Thank you for reading this post.
I got these error messages when calling zgelsd in MKL 15.0 to solve a fairly large matrix,
Intel MKL INTERNAL ERROR: Condition 1 detected in function DLASD4.
Intel MKL INTERNAL ERROR: Condition 1 detected in function DLASD8.
I googled online and found the exact issue here https://software.intel.com/en-us/forums/topic/373673, where it said the bug had been fixed in MKL 11 update 5.
The matrix contains 23066 * 23068, which is more than 500 million, complex numbers. At first I thought it might be some overflow issue cause I only encounter this issue when dealing with matrices of such size or larger. However, it seems that 500 million is still far less than (2^31-1). Also I do have a case, in which the coefficients are computed in a slightly different way, where the solver works and gives the correct result. (I was developing a code used in our group and the coefficient computed in the two ways are mostly the same with slightly difference in minor places.)

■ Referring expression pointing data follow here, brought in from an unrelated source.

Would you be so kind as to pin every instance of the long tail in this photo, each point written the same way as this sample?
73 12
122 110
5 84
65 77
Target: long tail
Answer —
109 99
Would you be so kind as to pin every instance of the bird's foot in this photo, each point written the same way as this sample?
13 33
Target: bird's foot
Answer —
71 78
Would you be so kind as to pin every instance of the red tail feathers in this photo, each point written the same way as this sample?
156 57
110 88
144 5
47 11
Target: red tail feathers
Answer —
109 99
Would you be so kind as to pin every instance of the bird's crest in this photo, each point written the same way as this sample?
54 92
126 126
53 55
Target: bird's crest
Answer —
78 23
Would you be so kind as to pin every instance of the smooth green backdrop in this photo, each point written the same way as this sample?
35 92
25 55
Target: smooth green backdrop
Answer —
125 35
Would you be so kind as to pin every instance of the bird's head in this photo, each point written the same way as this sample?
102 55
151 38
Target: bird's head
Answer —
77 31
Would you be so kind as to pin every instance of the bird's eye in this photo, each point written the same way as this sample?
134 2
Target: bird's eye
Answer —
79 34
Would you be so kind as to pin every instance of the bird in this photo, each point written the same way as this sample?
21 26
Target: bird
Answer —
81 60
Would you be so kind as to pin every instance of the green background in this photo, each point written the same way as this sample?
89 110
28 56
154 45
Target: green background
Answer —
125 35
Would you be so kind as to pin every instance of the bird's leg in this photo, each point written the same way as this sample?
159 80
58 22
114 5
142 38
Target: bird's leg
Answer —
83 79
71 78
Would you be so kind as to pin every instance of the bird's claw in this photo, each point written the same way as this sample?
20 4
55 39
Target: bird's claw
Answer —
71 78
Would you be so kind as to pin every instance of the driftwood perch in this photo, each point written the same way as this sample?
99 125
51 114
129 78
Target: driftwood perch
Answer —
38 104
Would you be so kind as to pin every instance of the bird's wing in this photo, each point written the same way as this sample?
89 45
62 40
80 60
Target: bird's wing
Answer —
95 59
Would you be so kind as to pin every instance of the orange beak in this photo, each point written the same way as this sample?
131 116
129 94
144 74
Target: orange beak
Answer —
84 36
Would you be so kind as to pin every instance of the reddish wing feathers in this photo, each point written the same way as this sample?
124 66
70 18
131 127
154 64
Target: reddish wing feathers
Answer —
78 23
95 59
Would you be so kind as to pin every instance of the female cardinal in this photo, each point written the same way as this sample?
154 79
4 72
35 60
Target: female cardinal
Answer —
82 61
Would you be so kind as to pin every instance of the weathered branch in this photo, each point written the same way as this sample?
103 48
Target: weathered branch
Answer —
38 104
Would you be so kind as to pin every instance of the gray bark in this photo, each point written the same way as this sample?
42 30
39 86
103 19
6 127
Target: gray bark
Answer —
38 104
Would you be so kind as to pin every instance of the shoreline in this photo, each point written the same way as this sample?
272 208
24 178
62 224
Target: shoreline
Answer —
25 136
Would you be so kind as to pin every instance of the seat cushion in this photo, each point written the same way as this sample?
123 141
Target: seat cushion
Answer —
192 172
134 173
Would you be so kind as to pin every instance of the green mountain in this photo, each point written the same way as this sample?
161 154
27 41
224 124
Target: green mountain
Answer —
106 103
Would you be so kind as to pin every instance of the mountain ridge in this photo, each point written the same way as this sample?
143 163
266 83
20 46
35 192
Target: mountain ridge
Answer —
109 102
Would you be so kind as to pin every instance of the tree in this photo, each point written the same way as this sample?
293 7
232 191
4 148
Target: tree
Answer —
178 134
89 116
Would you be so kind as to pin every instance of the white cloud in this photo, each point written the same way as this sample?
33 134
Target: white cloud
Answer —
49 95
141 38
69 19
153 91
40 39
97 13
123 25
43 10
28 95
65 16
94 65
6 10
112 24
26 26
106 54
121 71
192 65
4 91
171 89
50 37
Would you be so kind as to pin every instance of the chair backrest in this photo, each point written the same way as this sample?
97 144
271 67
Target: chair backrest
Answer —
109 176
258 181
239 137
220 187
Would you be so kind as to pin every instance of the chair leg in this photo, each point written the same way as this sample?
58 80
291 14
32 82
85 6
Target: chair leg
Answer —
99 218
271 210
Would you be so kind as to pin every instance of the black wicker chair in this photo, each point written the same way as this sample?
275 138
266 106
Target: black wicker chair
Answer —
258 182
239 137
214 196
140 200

Could you please tell which platform are you working on? it would be better if you provide the test code and the test matrix.
I try the code and test matrix from https://software.intel.com/en-us/forums/topic/373673 on Linux machine with 64bit, dynamic link. with composer_xe_2015.2.164
[yhu5@prc-mic01 ~]$ source /opt/intel/composer_xe_2015.2.164/mkl/bin/mklvars.sh intel64
[yhu5@prc-mic01 F373673_zgelsd]$ gcc -Wall -g -O0 -o zgelsd_bug zgelsd-bug.c -fno-strict-aliasing -L $LD_LIBRARY_PATH -lmkl_intel_ilp64 -lmkl_intel_thread -lmkl_core -liomp5 -lm
[yhu5@prc-mic01 F373673_zgelsd]$ ./zgelsd_bug
Reading the input matrix...
Reading the input RHS...
info = 0
[yhu5@prc-mic01 F373673_zgelsd]$ gcc --version
gcc (GCC) 4.4.6 20110731 (Red Hat 4.4.6-3)
Thank you for the prompt reply.
I'm working on Linux. Yes, I can send you the solver part of the test code. However, the matrix saved in formatted file is around 30G. I'll convert it to unformatted form and see if there is more I can do to compress it.
We are able to reproduce the errors. There is a optimization-related issues inside of MKL, which causes some loss of precision and the algorithm could not converge on that particular matrix. I have recorded the problem into our buglists, our developer will fix it later.
For temp workaround, would you please try the zgelss? ( it works fine for the matrix.).
We have two SVD based algorithms for solving Least Squares problems:
1. ?gelsd – using SVD based on Divide and Conquer (D&C),
2. ?gelss – using SVD based on QR.
D&C algorithm are faster and exploit less flops, but less stable and there are some matrices they are unable to solve. QR based algorithms are more robust but slower. basically, we try solving with D&C algorithm first, but if it reports an error, then rerun the same task with QR.